Scott Hodge


Looking Back Before Looking Ahead

Jan 4, 2011

First of all, let me officially say, “Happy New Year!” I truly hope this is a great year for you and yours.

One of the most valuable things I do each year is to take time on the first day or two of January reflecting back on the previous year.  It’s something I’ve been doing now for about four or five years and although it is a bit time consuming, slowing down and being intentional about this has been one of the most beneficial things I do all year.  Here’s what it looks like for me.

SPACE & TIME - I set aside about 5-6 hours (preferably uninterrupted) in a quiet space.  This year, I ended up having to break the time up over three days, which was not ideal.

RECORDS – I put in front of me: my journals from the year, my blog, and my personal calendar.

DOCUMENTING – The next thing I do is open up a fresh journal and record key moments and events that I felt had any sort of meaningful impact on me over that year.  I begin with January and browse through my records – creating bullet points and a brief description of key “earmarks”.  Sometimes they will be quotes from my journal, a mention of a trip taken, a key conversation that impacted my thinking, things I prayed about, felt God speaking to me about, etc…

THEMES/BIG IDEAS – After documenting the entire year, I begin to go back through to start looking for and identifying themes, key ideas, patterns, changes in thinking, answers to prayer, areas that have improved, and in some cases areas that haven’t

POSITIVES/NEGATIVES – This year I started doing something I’ve never done before.  As I went through and looked at the major themes and ideas, I put a “+” or “-” symbol next to each one, indicating which of those seemed to have had an overall negative or positive impact on my soul at the time.  (Ultimately, there is no real way to judge this since over time we often end up seeing negatives as positives and vice versa…  But it does help me see and understand why there may have been seasons I felt depleted, depressed, or discouraged….or others where I felt energized and strengthened.  Identifying patterns or rhythms is important!)

GRATITUDE – Through this process, there almost always comes a point where my heart swells with an immense amount of gratitude and thanksgiving for what God has done in my life and in the lives of those I love and lead.  So I take time in the midst of this reflection to offer thanksgiving and gratitude to God.

QUESTIONS – At the very end, I’ll take some time to journal and write my response to a handful of questions that I’ve borrowed from Michael Hyatt:

If the last year were a movie of your life, what would the genre be?

What were the two or three major themes that kept recurring?

What did you accomplish this past year that you are the most proud of?

What disappointments or regrets did you experience this past year?

What was missing from last year as you look back?

What were the major life-lessons you learned this past year?

LOOKING AHEAD – By the time I’m done with all of the above, I’m usually pretty overwhelmed and just need time to digest and process it all.  So my first week or two of January is spent praying,  thinking, and setting goals for the year ahead.  Then comes the personal adjustments and changes that are needed to help me move towards those goals.

That’s pretty much it!  Tweaking and improving on this process seems to be on-going, so this is certainly not a formula.  It’s just what seems to work for me at this juncture.

What about you?  Do you take time to reflect back on each year?  If so, I’d love to hear what your process currently looks like.  Please share!

4 Responses to “Looking Back Before Looking Ahead”

  1. [...] This post was mentioned on Twitter by Scott Hodge and Dawn Bryant.
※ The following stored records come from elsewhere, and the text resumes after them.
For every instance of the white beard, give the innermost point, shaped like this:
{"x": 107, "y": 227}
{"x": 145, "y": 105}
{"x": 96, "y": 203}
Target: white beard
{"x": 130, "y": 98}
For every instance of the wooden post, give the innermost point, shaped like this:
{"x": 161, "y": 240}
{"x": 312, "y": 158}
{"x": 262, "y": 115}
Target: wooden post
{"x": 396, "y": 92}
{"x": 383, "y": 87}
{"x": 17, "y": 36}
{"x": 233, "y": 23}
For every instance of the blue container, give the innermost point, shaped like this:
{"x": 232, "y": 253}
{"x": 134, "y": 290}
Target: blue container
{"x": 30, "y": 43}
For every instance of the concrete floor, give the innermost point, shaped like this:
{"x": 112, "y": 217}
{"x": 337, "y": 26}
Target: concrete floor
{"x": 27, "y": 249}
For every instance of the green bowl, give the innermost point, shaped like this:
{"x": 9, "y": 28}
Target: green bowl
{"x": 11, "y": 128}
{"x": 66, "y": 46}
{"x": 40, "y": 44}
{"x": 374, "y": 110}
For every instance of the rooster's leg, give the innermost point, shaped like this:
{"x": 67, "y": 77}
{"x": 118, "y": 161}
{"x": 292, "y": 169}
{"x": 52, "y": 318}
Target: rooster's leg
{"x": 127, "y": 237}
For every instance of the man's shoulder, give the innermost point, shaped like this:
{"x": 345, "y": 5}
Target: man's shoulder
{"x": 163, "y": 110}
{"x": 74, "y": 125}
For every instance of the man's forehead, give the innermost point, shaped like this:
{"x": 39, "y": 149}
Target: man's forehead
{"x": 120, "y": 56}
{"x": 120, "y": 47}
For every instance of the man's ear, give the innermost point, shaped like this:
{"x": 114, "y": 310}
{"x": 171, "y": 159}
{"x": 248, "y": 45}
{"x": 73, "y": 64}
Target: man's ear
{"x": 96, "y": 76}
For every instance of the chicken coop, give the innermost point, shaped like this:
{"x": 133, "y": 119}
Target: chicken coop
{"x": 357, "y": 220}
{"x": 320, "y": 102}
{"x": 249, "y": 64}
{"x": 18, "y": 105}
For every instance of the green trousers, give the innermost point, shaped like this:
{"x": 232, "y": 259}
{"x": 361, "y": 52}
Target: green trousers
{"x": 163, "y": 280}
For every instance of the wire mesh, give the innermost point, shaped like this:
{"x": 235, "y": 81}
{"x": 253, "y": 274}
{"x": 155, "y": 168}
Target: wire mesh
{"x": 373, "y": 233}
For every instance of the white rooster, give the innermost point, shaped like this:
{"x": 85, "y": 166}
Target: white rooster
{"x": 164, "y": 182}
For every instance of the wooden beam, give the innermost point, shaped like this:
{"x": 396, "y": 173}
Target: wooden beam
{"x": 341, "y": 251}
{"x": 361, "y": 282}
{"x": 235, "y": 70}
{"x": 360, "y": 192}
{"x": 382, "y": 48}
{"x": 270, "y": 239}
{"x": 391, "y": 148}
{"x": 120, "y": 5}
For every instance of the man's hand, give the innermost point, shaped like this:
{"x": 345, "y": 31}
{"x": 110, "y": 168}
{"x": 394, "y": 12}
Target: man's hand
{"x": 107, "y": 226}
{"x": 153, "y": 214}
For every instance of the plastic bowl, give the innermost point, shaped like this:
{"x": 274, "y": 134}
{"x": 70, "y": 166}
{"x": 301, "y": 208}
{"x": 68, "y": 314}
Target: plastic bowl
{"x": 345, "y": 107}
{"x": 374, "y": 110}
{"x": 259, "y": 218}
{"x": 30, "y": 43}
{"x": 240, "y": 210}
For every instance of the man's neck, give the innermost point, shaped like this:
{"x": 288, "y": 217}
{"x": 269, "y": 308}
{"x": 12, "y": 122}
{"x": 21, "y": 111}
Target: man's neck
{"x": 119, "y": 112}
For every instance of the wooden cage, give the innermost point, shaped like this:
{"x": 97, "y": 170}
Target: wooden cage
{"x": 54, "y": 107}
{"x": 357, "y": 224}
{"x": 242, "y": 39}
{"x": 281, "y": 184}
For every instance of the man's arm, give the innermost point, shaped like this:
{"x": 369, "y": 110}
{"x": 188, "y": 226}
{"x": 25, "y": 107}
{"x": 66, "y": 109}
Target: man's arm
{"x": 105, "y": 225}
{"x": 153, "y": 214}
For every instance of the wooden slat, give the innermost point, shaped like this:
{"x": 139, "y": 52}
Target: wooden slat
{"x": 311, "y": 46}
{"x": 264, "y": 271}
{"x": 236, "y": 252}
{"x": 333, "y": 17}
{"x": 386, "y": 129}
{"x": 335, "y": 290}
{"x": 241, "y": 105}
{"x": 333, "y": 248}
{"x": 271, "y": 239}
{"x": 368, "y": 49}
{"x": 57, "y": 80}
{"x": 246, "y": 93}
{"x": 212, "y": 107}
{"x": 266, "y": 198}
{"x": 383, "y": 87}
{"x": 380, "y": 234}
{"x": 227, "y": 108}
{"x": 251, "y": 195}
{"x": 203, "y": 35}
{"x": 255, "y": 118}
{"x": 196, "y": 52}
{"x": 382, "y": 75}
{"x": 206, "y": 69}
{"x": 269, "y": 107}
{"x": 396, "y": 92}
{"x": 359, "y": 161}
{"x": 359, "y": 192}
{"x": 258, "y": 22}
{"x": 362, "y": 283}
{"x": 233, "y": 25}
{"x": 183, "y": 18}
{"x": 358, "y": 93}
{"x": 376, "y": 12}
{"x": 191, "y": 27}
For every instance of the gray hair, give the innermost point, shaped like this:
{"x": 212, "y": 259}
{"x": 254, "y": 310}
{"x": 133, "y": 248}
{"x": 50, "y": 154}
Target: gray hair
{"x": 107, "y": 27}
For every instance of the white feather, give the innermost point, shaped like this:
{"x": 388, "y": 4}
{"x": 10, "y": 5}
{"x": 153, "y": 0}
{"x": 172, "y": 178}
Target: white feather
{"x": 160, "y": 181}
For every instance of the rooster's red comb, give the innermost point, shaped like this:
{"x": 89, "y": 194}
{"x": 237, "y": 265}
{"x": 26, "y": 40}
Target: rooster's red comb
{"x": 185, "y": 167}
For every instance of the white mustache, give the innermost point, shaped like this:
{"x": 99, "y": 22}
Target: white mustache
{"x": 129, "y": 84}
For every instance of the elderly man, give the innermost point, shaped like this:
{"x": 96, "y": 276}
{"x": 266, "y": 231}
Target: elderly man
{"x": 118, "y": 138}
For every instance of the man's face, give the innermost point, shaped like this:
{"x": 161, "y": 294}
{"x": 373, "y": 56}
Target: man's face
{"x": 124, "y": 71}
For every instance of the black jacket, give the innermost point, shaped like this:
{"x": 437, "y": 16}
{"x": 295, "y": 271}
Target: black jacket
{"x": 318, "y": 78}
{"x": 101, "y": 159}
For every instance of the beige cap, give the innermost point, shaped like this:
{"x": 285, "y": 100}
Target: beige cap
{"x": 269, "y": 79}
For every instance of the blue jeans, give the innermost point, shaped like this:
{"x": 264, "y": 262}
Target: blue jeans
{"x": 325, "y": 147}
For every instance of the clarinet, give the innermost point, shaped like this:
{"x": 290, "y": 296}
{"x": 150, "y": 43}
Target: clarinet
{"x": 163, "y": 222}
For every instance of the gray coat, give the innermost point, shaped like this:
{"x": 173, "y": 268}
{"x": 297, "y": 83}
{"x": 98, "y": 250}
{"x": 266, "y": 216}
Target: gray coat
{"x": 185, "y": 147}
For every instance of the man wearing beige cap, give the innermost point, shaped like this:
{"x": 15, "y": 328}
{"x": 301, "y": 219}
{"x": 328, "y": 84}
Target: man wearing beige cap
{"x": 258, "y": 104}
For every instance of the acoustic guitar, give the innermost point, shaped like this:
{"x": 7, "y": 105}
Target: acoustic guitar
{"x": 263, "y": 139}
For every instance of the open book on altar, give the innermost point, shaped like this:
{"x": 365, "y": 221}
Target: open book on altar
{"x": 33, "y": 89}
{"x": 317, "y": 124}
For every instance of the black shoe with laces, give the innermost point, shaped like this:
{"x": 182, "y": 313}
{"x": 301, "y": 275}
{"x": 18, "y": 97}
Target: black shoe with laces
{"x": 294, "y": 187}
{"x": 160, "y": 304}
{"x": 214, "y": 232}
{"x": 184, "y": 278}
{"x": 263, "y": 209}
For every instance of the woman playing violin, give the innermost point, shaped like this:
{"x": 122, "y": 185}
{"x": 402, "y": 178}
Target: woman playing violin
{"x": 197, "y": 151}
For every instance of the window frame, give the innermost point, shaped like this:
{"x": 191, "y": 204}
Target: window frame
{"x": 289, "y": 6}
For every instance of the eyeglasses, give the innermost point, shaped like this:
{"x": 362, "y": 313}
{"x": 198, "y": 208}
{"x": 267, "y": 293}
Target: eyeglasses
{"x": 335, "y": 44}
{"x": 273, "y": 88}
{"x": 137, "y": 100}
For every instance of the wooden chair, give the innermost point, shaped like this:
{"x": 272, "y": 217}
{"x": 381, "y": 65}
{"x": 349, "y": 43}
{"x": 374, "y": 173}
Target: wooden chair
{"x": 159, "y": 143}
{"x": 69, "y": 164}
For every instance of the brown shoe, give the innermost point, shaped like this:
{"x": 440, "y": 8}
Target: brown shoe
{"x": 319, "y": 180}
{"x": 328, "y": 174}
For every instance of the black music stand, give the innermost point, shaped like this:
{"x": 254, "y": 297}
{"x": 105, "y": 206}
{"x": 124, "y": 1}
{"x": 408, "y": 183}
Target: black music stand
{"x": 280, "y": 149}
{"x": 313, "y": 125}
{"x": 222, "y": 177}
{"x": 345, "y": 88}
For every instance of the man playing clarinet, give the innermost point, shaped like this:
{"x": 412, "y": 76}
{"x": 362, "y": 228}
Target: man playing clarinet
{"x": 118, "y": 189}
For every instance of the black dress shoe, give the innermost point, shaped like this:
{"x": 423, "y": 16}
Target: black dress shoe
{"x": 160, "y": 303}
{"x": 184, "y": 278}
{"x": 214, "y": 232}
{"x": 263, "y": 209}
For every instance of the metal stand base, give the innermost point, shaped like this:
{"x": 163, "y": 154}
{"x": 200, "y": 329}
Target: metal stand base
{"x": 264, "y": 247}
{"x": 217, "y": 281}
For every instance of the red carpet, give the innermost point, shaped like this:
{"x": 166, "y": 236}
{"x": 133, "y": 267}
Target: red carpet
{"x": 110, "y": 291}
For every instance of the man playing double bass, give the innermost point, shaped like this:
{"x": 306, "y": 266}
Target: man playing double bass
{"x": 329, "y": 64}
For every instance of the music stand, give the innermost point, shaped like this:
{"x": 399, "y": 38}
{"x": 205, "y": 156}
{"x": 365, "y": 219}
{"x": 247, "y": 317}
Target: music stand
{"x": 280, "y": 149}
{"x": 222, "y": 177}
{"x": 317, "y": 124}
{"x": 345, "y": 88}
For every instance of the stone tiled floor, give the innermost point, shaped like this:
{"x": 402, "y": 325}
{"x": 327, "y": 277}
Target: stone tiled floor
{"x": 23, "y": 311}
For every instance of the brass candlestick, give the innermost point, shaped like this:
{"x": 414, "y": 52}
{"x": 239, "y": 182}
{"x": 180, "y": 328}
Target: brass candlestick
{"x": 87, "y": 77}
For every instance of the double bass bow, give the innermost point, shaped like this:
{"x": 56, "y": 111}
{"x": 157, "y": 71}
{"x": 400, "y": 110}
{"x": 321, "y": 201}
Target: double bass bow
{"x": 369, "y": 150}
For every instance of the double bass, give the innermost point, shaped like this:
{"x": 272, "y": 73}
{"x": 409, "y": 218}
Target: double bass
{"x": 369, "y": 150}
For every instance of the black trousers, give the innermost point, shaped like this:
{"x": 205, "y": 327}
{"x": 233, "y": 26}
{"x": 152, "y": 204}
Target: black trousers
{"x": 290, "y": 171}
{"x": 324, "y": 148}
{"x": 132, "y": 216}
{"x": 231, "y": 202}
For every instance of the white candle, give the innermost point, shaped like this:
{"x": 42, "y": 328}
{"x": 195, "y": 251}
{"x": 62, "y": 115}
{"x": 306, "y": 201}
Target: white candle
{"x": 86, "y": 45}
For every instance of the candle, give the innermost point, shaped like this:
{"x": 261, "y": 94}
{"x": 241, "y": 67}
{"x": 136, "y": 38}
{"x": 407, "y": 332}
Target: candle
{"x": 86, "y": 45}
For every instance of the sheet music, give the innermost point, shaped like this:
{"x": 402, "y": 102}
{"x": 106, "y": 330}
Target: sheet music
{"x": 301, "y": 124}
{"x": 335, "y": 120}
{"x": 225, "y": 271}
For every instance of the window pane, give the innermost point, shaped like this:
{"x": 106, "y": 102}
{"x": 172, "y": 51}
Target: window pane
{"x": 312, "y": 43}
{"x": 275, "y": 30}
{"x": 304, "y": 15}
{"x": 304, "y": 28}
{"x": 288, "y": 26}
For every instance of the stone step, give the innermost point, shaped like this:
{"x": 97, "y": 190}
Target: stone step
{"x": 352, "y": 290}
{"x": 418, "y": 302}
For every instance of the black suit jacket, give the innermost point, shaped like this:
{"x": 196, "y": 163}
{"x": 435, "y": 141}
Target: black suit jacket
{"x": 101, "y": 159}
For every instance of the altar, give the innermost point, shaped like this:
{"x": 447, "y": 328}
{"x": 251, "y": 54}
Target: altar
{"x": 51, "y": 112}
Dawn Bryant said: A fantastic approach to reflecting on the past thanks to @scotthodge: [...]

  2. dianne says:

    thanks! i’ve been looking for something like this, a guideline for reviewing the previous year. i too find it’s a process that takes me at least a week or two before i’m settled in and focused forward into the new year.

  3. Eric Kieb says:


    Thanks so much for sharing.

    I have a few questions. How do you “journal?” do you have one book that is a “catch all?” or do you have somthing that is personal and one vocational, of you will? I notice that their are two colored Moleskines in the pic. Are these yours?

    I ask this simply as a point of info. I use Moleskines for everything, sermon prep, meeting minutes, personal journal, and a reporter notebook to capture quick thoughts. Sometimes they feel so spread out so I was just wondering if yours were more centralized

    My journal for example is my personal space to dream, rant, rave, and work through stuff, so I wouldn’t want it laying out at a meeting for example.

    Anyway, hope this makes sense. Any advice would be helpful and appreciated.

    Love Wins,


  4. Scott Hodge says:

    Hi Eric, I’m primarily using one journal for everything. I also use Evernote to keep quotes, ideas, etc… Happy New Year!